In a year of retaliation for Hamas’ cross-border terrorist attack, relentless Israeli bombing of Gaza has killed more than 40,000 people, according to the Hamas-run Health Ministry.
Israel’s military said it had hit more than 40,000 targets, found 4,700 tunnels and destroyed 1,000 rocket launch sites during its year-long bombardment of the Strip.
Sinwar has no regrets about the Oct. 7 attacks, people in contact with him have said, despite unleashing an Israeli invasion that has killed tens of thousands of Palestinians, devastated his homeland and wreaked destruction on his ally Hezbollah.

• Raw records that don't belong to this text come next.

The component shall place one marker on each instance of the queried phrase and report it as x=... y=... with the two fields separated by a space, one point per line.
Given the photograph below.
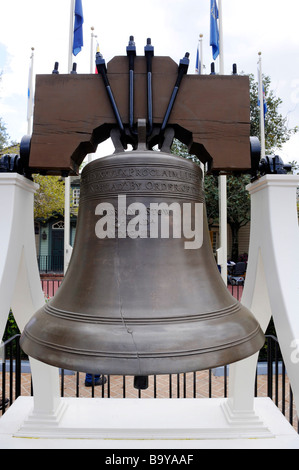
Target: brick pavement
x=194 y=386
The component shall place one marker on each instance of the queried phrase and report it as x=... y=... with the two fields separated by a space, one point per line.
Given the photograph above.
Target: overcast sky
x=269 y=26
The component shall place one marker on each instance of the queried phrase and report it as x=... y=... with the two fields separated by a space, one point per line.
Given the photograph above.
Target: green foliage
x=49 y=198
x=11 y=327
x=4 y=137
x=276 y=129
x=238 y=199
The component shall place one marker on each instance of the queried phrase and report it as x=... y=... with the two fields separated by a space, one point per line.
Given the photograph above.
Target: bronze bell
x=135 y=301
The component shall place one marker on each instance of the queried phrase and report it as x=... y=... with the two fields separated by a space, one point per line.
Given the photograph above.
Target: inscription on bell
x=141 y=180
x=159 y=220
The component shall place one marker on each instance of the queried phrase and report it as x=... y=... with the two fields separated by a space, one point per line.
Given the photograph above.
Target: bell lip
x=147 y=366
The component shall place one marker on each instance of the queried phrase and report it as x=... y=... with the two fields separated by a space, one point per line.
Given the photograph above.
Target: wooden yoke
x=73 y=114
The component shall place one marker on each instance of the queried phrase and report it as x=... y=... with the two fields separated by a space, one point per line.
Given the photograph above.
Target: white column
x=271 y=286
x=20 y=285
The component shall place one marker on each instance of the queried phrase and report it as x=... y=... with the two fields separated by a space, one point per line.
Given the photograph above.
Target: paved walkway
x=199 y=385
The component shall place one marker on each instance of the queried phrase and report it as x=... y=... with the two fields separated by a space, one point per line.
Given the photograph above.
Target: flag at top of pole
x=197 y=64
x=78 y=28
x=214 y=32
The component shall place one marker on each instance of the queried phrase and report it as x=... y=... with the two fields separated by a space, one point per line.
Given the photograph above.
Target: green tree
x=238 y=199
x=49 y=198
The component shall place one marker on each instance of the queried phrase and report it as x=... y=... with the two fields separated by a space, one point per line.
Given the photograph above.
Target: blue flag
x=78 y=28
x=214 y=33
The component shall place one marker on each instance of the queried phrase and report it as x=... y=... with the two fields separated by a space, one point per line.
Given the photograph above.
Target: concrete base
x=146 y=424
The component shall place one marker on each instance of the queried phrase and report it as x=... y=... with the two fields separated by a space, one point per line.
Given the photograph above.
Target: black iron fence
x=50 y=263
x=16 y=381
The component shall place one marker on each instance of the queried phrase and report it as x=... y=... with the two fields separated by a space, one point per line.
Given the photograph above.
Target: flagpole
x=221 y=58
x=262 y=116
x=67 y=180
x=201 y=53
x=30 y=94
x=222 y=180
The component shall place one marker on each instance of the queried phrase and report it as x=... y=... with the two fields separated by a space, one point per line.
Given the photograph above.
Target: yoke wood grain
x=73 y=114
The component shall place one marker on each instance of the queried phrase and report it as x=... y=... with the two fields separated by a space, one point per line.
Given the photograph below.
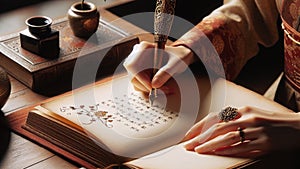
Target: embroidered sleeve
x=234 y=30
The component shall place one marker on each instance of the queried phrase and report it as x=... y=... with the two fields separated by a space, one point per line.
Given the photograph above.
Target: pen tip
x=151 y=97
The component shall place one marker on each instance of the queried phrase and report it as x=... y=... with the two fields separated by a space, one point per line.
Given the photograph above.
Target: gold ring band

The list of Hamas leaders killed in the following months includes Mohammed Deif, the head of the al-Qassam Brigades, Hamas’s military wing, who was killed in an airstrike in Gaza.
Saleh al-Arouri, founding commander of the al-Qassam Brigades, was killed in an explosion in Dahiyeh, a southern suburb of Beirut, which is a stronghold of Hezbollah, an ally of Hamas and part of Iran’s “Axis of Resistance.” .
Then in July, the leader of Hamas’s political wing, Ismail Haniyeh, was blown up, probably by Israel, while visiting Tehran to attend the inauguration of the Iranian president.